What’s the difference between a lasso and a noose? There isn’t one. 

“You,” Dick spits. “Go away.”

Wayne blinks in surprise. “That horse is mine. I’ve tracked her for eight weeks.” Wayne looks at him, all of him, then he looks away. There is a hint of redness to his wind-chapped cheeks that Dick sees because he has been trained to see it. 

“Of course a drunk like you would think he owns something just because he’s following it around.”

Wayne glowers at him. “I don’t know what you’re doing up here, but I do know you aren’t supposed to be. This is still my family’s land.”

The horse whinnies derisively. She canters up the mountainside even more. Wayne strides toward him, so he squares his shoulders and readies himself to fight, but Wayne only shoves past him. Dick crashes to the rocks. By the time he scrambles to his feet, the loop of Wayne’s lasso is airborne. 

“Wait!” 

“Easy, girl,” he hears Wayne call to the mare. 

He scrabbles up the hill, battling sliding rocks and scratching up his soles and palms. 

“Stop! You’ll hurt her!” His panting breath fogs the air in front of him. He makes it to the top just as the lasso settles around her withers. Lakewater laps at her hocks, she ran so far into the water to get away. Away from him. 

Bruce bends and picks up a sodden wad of fur — his pelt. It feels more intimate than a caress on his naked body. “Stop—”

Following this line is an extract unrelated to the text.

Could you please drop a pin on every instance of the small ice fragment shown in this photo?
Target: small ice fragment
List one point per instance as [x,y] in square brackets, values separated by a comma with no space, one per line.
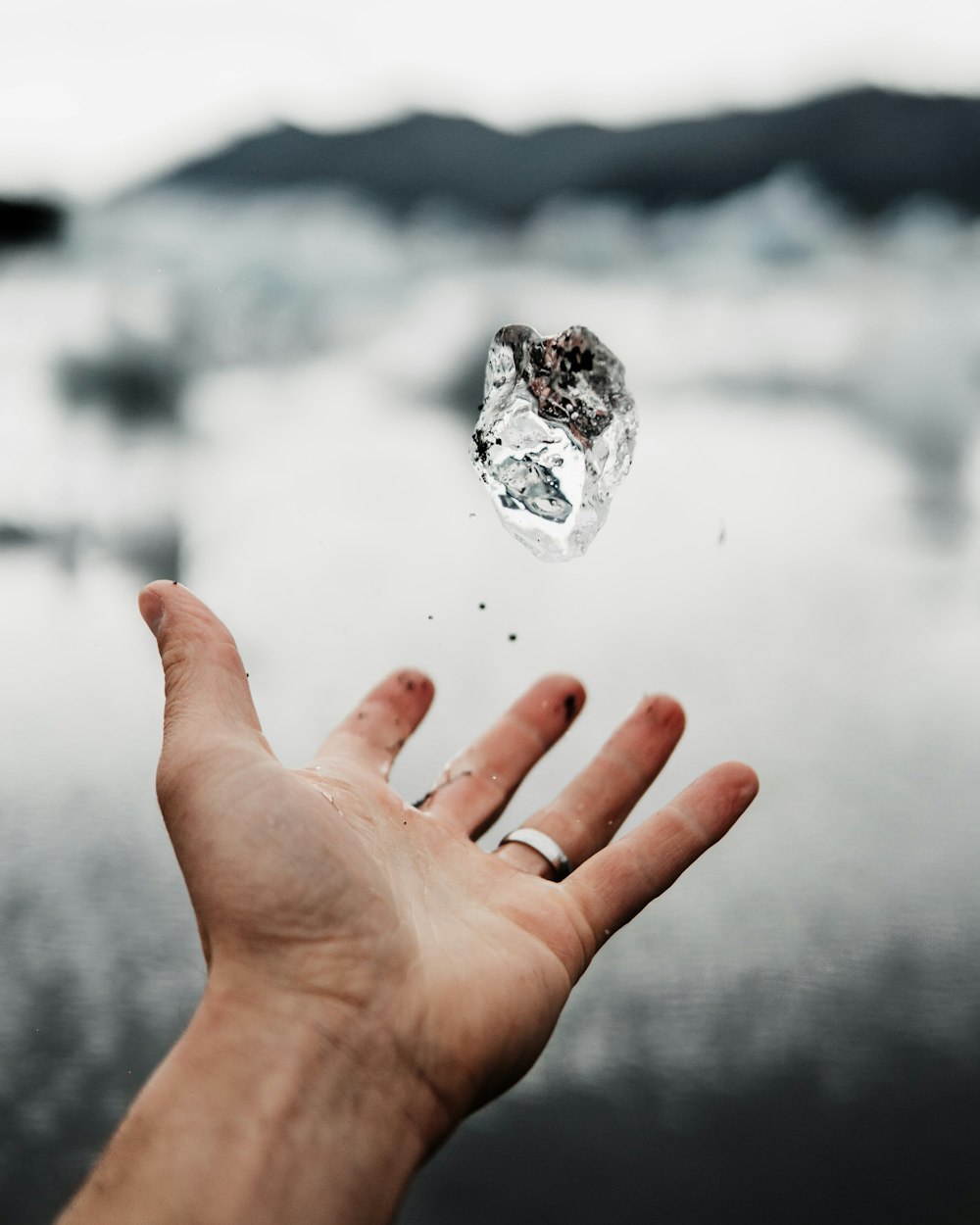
[555,436]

“Quit whining. Horses aren’t wild. They’re feral.” He points at her hooves with the same hand that holds his entire heritage, the only good thing left from his past. “Look. She needs to be trimmed and shod. They’ll grow until she can’t walk or graze anymore, and then she’ll starve.” The water is clear enough for him to see that he’s right. 

Dick steels himself. “Put that down, and let her go.”

Finally Bruce turns to him, the brim of his hat askew from his run up the mountainside. “Or what?” 

In the bright noon sun, Bruce looks worn and exhausted. If the townsfolk are right, then he’s been hunting this horse since he shattered a beer bottle over Dick’s head. His clothes are tattered. The whites of his eyes are bloodshot. 

This horse is his ranch’s last hope. It would take a lot to convince him to let her go. 

Dick cocks his hip to the side, like his mother taught him, like her mother taught her before. He clasps his hands shyly behind his back to hide the way they shake with rage. 

“Let her go, and you can have me.”

The words hit Wayne hard. He looks, for a second, just as nervous and furious as the horse. The whites of his eyes flash. Then his cruel fingers curl into the sodden fur of the pelt, and the anger burning on his face cools into cold disgust. 

“Put your clothes on and get off my land,” he growls. The mare paws at the ground anxiously, caught between the water and her captor. She quiets when she sees the sugar cubes in Bruce’s palm. 

For the first time in a long, long time, Dick is forced to obey. He walks on shaking limbs around the pebbled edge of the lake until he reaches his bundle of clothes. As he buttons his tunic with cold, numb fingers and slips his aching feet into his shoes, he feels the tug of his pelt in the center of his chest. Over his heart. 

When he finally steps back into the forest, he hears Bruce call out, “If I catch you here again, I won’t tell you to leave. I’ll just put a bullet in your head.” 

Notes:

You might be wondering, why isn’t the town called Gotham? Why Haven? Is it a reference to Bludhaven?

Well, sort of. But it’s mostly Haven because I want this story to feel like it’s happening somewhere other than Gotham. It’s a tiny little slice of the wild, Wild West.